The National School Boards Association called on the Biden administration to weaponize national and state law enforcement against parents in a Sept. 29 letter. The group likened parents’ speech to "domestic terrorism" and asked the federal government to "examine appropriate enforceable actions" against alleged "crimes and acts of violence," as authorized under the Patriot Act.
In Loudoun County, Va., school board members created a Facebook group where members shared personal information of parents who opposed the district’s equity initiatives. The group, Anti-Racist Parents of Loudoun County, used that information to intimidate their opponents.
The Justice Department did not respond to a Free Beacon request for comment as to whether it will also investigate instances of school board members or other officials targeting parents.
Terry Schilling, president of the American Principles Project, says the Biden administration is trying to force parents to accept unpopular COVID policies and radical curriculum standards.

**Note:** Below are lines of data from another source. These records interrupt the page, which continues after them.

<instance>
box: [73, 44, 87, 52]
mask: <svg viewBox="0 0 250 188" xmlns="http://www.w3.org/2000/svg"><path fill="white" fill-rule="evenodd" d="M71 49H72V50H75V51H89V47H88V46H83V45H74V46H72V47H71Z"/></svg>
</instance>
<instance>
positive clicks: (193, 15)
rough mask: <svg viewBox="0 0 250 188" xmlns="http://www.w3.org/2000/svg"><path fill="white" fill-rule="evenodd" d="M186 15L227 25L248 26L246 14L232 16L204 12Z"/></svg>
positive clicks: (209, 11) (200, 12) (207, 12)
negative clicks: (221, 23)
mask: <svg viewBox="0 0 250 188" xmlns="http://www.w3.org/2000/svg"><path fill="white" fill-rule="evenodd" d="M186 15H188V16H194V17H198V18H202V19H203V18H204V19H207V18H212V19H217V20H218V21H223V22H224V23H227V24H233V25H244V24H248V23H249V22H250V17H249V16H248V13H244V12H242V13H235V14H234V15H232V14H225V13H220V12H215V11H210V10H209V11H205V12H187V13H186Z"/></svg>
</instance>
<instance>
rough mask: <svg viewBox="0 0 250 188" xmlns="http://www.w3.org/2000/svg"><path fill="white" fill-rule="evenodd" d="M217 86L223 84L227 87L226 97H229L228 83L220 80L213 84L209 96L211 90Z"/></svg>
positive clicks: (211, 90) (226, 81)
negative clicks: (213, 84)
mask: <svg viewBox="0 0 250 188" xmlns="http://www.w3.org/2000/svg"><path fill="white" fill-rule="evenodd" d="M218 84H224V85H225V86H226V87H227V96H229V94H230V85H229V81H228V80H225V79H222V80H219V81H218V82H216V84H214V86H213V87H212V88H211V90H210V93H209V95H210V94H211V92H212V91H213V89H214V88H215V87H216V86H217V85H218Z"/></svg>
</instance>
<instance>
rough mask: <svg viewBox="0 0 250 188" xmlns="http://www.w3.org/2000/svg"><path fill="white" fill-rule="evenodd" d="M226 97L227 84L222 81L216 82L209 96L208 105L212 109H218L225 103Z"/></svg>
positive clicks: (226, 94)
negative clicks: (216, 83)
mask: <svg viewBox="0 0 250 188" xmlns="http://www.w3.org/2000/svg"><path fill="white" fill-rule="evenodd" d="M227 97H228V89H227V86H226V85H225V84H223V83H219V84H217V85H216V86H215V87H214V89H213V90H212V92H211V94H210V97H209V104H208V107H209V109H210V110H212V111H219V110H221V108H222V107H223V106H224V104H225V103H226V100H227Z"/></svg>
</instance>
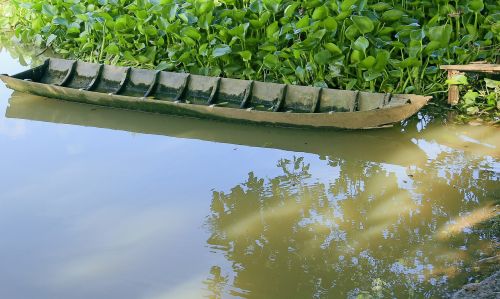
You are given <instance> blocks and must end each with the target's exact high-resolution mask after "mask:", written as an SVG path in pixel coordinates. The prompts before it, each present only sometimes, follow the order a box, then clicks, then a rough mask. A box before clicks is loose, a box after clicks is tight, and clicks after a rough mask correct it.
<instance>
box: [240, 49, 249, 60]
mask: <svg viewBox="0 0 500 299" xmlns="http://www.w3.org/2000/svg"><path fill="white" fill-rule="evenodd" d="M238 54H240V56H241V58H243V61H250V60H251V59H252V52H250V51H241V52H238Z"/></svg>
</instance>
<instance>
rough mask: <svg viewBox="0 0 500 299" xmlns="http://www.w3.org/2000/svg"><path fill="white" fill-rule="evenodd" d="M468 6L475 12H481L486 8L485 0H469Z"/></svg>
mask: <svg viewBox="0 0 500 299" xmlns="http://www.w3.org/2000/svg"><path fill="white" fill-rule="evenodd" d="M468 2H469V3H468V4H467V8H468V9H470V10H471V11H473V12H475V13H479V12H481V10H483V9H484V3H483V0H472V1H468Z"/></svg>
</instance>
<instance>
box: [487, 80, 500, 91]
mask: <svg viewBox="0 0 500 299" xmlns="http://www.w3.org/2000/svg"><path fill="white" fill-rule="evenodd" d="M484 83H486V87H487V88H493V89H500V81H498V80H492V79H488V78H484Z"/></svg>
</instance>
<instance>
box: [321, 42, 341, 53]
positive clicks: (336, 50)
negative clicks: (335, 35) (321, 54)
mask: <svg viewBox="0 0 500 299" xmlns="http://www.w3.org/2000/svg"><path fill="white" fill-rule="evenodd" d="M324 47H325V49H327V50H328V51H330V53H332V54H333V55H335V56H339V55H341V54H342V50H341V49H340V48H339V47H338V46H337V45H336V44H334V43H326V44H325V45H324Z"/></svg>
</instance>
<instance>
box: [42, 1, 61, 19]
mask: <svg viewBox="0 0 500 299" xmlns="http://www.w3.org/2000/svg"><path fill="white" fill-rule="evenodd" d="M42 13H43V14H44V15H46V16H48V17H54V16H56V15H57V14H58V13H59V12H58V10H57V8H56V7H55V6H53V5H50V4H46V3H44V4H43V5H42Z"/></svg>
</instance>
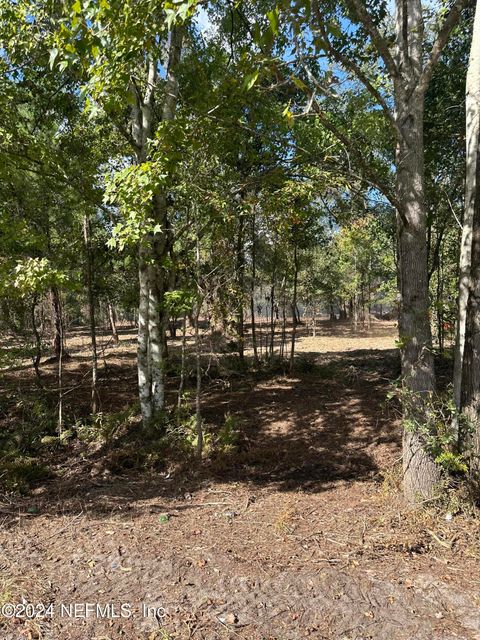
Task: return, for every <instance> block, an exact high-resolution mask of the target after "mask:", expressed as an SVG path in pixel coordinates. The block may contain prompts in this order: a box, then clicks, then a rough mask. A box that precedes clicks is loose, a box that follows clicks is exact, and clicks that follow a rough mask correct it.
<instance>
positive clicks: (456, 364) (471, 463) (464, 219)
mask: <svg viewBox="0 0 480 640" xmlns="http://www.w3.org/2000/svg"><path fill="white" fill-rule="evenodd" d="M465 110H466V180H465V213H464V221H463V234H462V252H461V258H460V292H459V312H458V313H459V316H458V324H459V329H458V330H457V345H456V348H457V350H456V354H455V355H456V371H455V378H454V382H455V388H456V390H457V393H459V391H458V389H460V390H461V391H460V400H461V405H460V406H461V408H462V410H463V413H464V414H465V416H466V417H467V418H468V419H469V420H470V422H471V423H472V425H473V427H474V433H473V442H471V443H467V446H470V447H471V470H472V472H473V474H474V475H475V477H476V479H478V477H479V475H480V426H479V412H480V369H479V367H478V362H479V358H480V5H479V3H478V2H477V3H476V10H475V20H474V27H473V35H472V44H471V50H470V60H469V63H468V71H467V83H466V101H465ZM465 297H467V301H466V304H465V299H464V298H465ZM463 347H464V349H463ZM462 351H464V353H462ZM462 356H463V358H462ZM462 360H463V362H462ZM462 369H463V371H462Z"/></svg>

"While the DOJ’s announcement yesterday may purport to merely focus on ‘criminal conduct,’ its real intent is to further intimidate concerned parents into submission," Schilling said in a statement calling the Biden administration’s actions "an outrage."
The Justice Department memo is the Biden administration’s latest attempt to reform public education from the top down. President Joe Biden issued an executive order early in his term that forces schools to gives students access to sports teams and restrooms based on their "gender identity" rather than their biological sex. In April, the Department of Education proposed a rule to incentivize schools to adopt curricula that teach students about "systemic marginalization" and "inequities."